R/osc.R

Defines functions fearn sjoblom wold osc

Documented in osc

#' @title Orthogonal Signal Correction
#'
#' @author Christian L. Goueguel
#'
#' @description
#' This function implements three orthogonal signal correction (OSC) algorithms, which
#' are a class of preprocessing techniques designed to minimize, in a set of spectral
#' data, the systematic variability or noise not directly related to or correlated
#' with the response vector or property of interest.
#'
#' @details
#' The OSC algorithm identifies and removes the orthogonal variation in the input
#' spectral matrix, \eqn{\textbf{X}}, by iteratively deflating \eqn{\textbf{X}}
#' with respect to the response vector \eqn{\textbf{y}}. The resulting \eqn{\textbf{X}}-matrix
#' contains only the variation that is relevant to the \eqn{\textbf{y}}-vector,
#' which can then be used for further modeling or analysis. This function implements
#' three different methods for OSC: the original method proposed by Wold *et al.* (1998),
#' the method proposed by Sjöblom *et al.* (1998), and the method proposed by Fearn (2000).
#'
#' @references
#'  - Sjöblom, J., Svensson, O., Josefson, M., Kullberg, H., Wold, S., (1998).
#'    An evaluation of orthogonal signal correction applied to calibration transfer of near infrared spectra.
#'    Chemometrics Intell. Lab. Syst., 44(1):229-244.
#'  - Fearn, T., (2000).
#'    On orthogonal signal correction.
#'    Chemometrics Intell. Lab. Syst., 50(1):47-52.
#'  - Wold, S., Antti, H., Lindgren, F., Ohman, J. (1998).
#'    Orthogonal signal correction of near-infrared spectra.
#'    Chemometrics Intell. Lab. Syst., 44(1):175-185.
#'  - Svensson, O., Kourti, T. and MacGregor, J.F., (2002).
#'    An investigation of orthogonal correction algorithms and their characteristics.
#'    Journal of Chemometrics, 16(1):176-188.
#'
#' @param x A matrix or data frame of the predictor variables.
#' @param y A vector of the response variable.
#' @param method A character string indicating the OSC method to use. Accepted values are `"wold"`, `"sjoblom"` and `"fearn"`. Default is `"sjoblom"`.
#' @param center A logical value indicating whether to mean-centered `x` and `y`. Default is `TRUE`.
#' @param scale A logical value indicating whether to scale `x` and `y`. Default is `FALSE`.
#' @param ncomp An integer representing the number of components, which defines how many times the entire process will be performed. Default value is 10.
#' @param tol A numeric value representing the tolerance for convergence. The default value is 1e-3.
#' @param max.iter An integer representing the maximum number of iterations. The default value is 10.
#'
#' @return An list containing the following components:
#'  - `correction`: The corrected matrix.
#'  - `scores`: The orthogonal scores matrix.
#'  - `loadings`: The orthogonal loadings matrix.
#'  - `weights`: The orthogonal weights matrix.
#'  - `R2`: The value of the explained variance.
#'  - `angle`: The value of the orthogonalization angle.
#'
#' @export osc
#'
osc <- function(x, y, method = "sjoblom", center = TRUE, scale = FALSE, ncomp = 10, tol = 1e-3, max.iter = 10) {

  requireNamespace("pls", quietly = TRUE)
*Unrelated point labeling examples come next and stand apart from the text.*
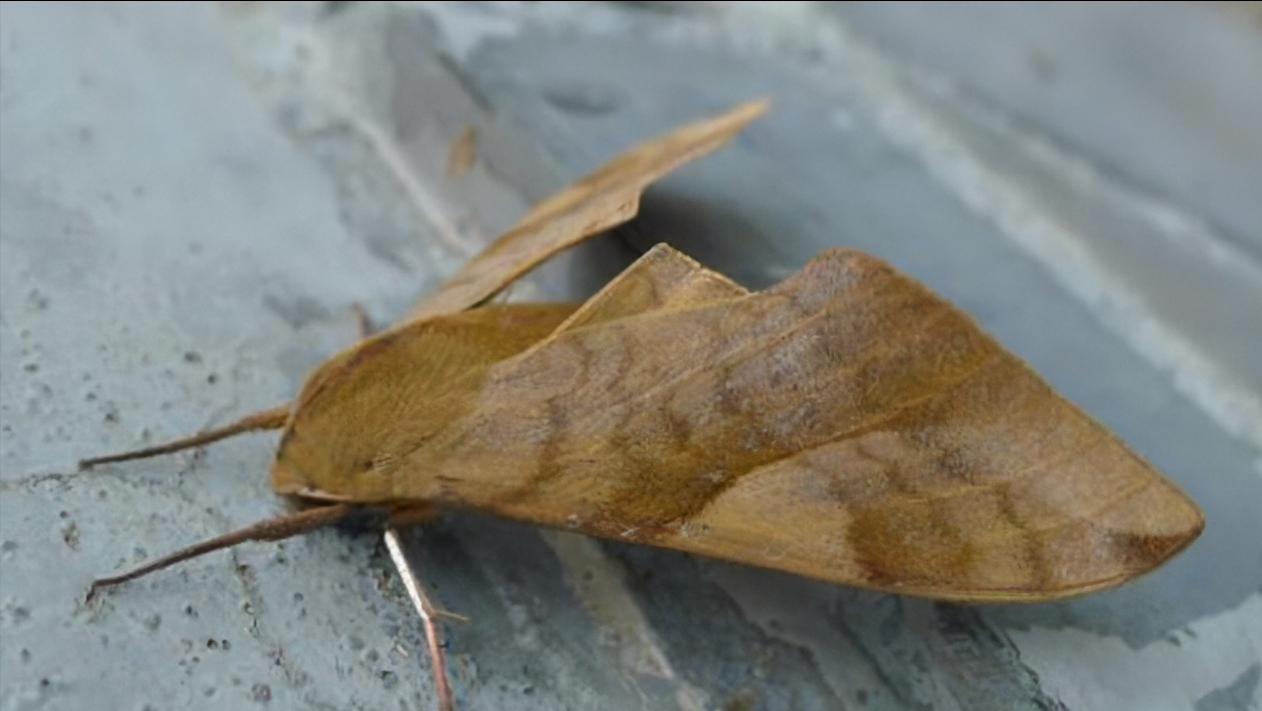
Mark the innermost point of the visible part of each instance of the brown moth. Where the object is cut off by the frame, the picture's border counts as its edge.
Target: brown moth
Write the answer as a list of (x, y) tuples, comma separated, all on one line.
[(846, 424)]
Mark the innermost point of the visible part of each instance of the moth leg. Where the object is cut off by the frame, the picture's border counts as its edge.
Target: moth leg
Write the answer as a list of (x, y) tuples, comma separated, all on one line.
[(427, 611), (270, 418), (275, 528)]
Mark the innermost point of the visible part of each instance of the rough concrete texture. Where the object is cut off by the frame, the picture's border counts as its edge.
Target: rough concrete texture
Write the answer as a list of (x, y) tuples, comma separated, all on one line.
[(192, 197)]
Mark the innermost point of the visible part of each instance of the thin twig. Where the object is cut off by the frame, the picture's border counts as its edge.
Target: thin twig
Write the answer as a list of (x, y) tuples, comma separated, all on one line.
[(427, 611)]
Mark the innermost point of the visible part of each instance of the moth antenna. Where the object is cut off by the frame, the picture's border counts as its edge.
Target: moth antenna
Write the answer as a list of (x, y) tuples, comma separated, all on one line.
[(270, 418), (428, 613), (277, 528)]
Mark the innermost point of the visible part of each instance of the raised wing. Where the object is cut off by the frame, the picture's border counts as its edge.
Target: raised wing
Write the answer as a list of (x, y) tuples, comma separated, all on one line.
[(847, 424), (596, 202)]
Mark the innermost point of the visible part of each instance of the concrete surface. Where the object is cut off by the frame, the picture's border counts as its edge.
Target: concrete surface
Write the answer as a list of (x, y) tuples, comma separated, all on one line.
[(192, 197)]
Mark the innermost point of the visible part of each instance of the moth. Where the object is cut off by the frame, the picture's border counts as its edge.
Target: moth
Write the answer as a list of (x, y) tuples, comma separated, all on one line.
[(846, 424)]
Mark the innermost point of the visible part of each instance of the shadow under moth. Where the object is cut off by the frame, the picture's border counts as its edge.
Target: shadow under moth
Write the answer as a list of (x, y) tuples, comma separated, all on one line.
[(846, 424)]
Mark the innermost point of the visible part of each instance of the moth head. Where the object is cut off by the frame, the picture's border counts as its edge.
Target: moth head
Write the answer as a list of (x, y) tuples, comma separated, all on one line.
[(362, 412)]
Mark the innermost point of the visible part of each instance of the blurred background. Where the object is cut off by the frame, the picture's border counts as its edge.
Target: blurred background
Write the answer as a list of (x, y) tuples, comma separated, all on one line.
[(193, 197)]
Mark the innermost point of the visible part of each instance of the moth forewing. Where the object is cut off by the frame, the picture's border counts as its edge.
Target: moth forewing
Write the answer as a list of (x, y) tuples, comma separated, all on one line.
[(846, 424)]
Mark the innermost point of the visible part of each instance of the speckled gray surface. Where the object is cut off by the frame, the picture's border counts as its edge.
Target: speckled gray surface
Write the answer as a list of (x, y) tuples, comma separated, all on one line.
[(192, 197)]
  if (missing(x) || missing(y)) {
    stop("Both 'x' and 'y' must be provided.")
  }
  if (nrow(x) != length(y)) {
    stop("Dimensions of 'x' and 'y' don't match.")
  }
  if (any(is.na(x)) || any(is.na(y))) {
    stop("'x' and 'y' cannot contain missing values.")
  }
  if (is.data.frame(x) || tibble::is_tibble(x)) {
    x <- as.matrix(x)
  }
  if (center && scale) {
    x <- scale(x, center = TRUE, scale = TRUE)
    y <- scale(y, center = TRUE, scale = TRUE)
  } else if (center) {
    x <- scale(x, center = TRUE, scale = FALSE)
    y <- scale(y, center = TRUE, scale = FALSE)
  } else if (scale) {
    x <- scale(x, center = FALSE, scale = TRUE)
    y <- scale(y, center = FALSE, scale = TRUE)
  }
  n <- nrow(x)
  p <- ncol(x)
  if (ncomp < 1 || ncomp > min(n - 1, p)) {
    ncomp <- min(n - 1, p)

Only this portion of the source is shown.